В этой газете мой брат прочел зловещее сообщение главнокомандующего:

«Марсиане в состоянии выпускать посредством ракет целые тучи какого-то черного, ядовитого дыма. Они заставили замолчать наши батареи, разрушили Ричмонд, Кингстон, Уимблдон и теперь шаг за шагом продвигаются к Лондону, уничтожая все на своем пути. Их невозможно остановить, и от их черного дыма нет другого спасения, кроме поспешного бегства».

Это было все, но и этого было достаточно. Все шестимиллионное население города заволновалось, пришло в движение, и вскоре это должно было превратиться в повальное бегство на север.

«Черный дым! – раздавалось со всех сторон. – Огонь…»

Колокольни соседних церквей подняли неистовый перезвон. Какая-то повозка с растерявшимся от страху возницей со всего маху влетела в сточную канаву на улице и разбилась под ругань и крики толпы. В окнах домов мелькал, перебегая, тусклый желтый свет, и на многих из проезжавших кэбов еще горели фонари. А вверху над домами все ярче разгоралась заря – ясная, спокойная и тихая.

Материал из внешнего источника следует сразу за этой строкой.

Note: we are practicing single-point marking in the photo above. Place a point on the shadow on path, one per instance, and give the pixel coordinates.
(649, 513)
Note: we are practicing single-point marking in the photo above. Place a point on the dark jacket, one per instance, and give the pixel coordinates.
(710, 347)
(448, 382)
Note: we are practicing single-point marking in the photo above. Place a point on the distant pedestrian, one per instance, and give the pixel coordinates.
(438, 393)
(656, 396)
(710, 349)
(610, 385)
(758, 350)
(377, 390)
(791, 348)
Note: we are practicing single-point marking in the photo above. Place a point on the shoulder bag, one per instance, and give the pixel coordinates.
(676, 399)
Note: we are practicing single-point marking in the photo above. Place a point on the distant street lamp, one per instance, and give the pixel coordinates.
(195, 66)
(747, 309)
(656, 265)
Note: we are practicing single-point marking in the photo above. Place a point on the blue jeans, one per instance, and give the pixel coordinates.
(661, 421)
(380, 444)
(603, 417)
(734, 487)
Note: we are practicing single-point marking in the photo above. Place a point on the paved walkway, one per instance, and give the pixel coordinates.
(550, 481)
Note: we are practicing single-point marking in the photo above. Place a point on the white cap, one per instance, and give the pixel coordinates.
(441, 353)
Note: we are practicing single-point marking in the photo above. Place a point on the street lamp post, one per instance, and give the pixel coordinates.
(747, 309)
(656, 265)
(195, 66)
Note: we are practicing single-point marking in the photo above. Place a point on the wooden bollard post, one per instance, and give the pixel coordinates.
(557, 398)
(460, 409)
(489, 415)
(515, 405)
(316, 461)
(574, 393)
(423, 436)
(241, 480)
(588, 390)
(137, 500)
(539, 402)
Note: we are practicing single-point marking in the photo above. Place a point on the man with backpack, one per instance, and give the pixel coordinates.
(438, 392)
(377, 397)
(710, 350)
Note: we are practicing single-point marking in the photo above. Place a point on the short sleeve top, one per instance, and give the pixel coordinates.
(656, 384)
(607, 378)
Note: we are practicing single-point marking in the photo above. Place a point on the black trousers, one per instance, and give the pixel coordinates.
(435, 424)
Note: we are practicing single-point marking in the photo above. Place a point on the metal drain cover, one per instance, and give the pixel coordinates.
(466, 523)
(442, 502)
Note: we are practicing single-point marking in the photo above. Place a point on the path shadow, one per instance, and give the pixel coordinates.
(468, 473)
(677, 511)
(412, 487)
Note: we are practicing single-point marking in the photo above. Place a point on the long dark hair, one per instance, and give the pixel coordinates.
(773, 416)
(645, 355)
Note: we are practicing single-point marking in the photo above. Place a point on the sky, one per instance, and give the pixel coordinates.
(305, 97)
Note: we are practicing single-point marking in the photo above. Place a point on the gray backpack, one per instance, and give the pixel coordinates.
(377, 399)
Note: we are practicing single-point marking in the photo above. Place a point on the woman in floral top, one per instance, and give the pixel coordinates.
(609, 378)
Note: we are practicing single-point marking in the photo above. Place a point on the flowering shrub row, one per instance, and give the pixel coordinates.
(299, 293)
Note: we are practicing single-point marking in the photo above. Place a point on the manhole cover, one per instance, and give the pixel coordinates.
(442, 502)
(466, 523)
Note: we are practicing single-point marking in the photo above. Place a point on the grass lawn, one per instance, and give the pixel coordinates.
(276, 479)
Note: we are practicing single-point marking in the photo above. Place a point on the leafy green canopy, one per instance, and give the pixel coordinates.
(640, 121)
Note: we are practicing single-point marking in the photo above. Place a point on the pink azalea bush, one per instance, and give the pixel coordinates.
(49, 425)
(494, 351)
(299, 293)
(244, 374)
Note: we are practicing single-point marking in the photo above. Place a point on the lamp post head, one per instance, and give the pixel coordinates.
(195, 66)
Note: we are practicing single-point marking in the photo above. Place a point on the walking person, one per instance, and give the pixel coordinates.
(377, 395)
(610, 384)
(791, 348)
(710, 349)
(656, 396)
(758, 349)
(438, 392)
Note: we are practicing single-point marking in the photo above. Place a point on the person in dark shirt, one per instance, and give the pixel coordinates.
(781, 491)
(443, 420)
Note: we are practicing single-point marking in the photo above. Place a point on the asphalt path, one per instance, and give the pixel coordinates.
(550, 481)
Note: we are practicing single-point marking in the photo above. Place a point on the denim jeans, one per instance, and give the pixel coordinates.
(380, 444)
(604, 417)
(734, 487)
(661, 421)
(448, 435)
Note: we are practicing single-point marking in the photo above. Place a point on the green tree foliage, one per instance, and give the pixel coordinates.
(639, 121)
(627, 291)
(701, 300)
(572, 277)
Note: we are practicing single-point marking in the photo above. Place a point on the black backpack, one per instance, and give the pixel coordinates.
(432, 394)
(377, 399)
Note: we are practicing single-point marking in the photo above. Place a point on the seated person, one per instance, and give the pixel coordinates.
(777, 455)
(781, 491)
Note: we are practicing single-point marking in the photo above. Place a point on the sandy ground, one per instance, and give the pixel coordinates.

Брат слышал, как забегали в доме и на лестнице. Его хозяйка вышла за дверь в наскоро накинутой блузе и платке; за нею вышел муж, что-то бормоча и жестикулируя.

Как только брат начал понимать, наконец, всю важность происходящего перед ним, он бросился наверх, к себе в комнату, сунул в карман все наличные деньги, около десяти фунтов, и снова выбежал на улицу.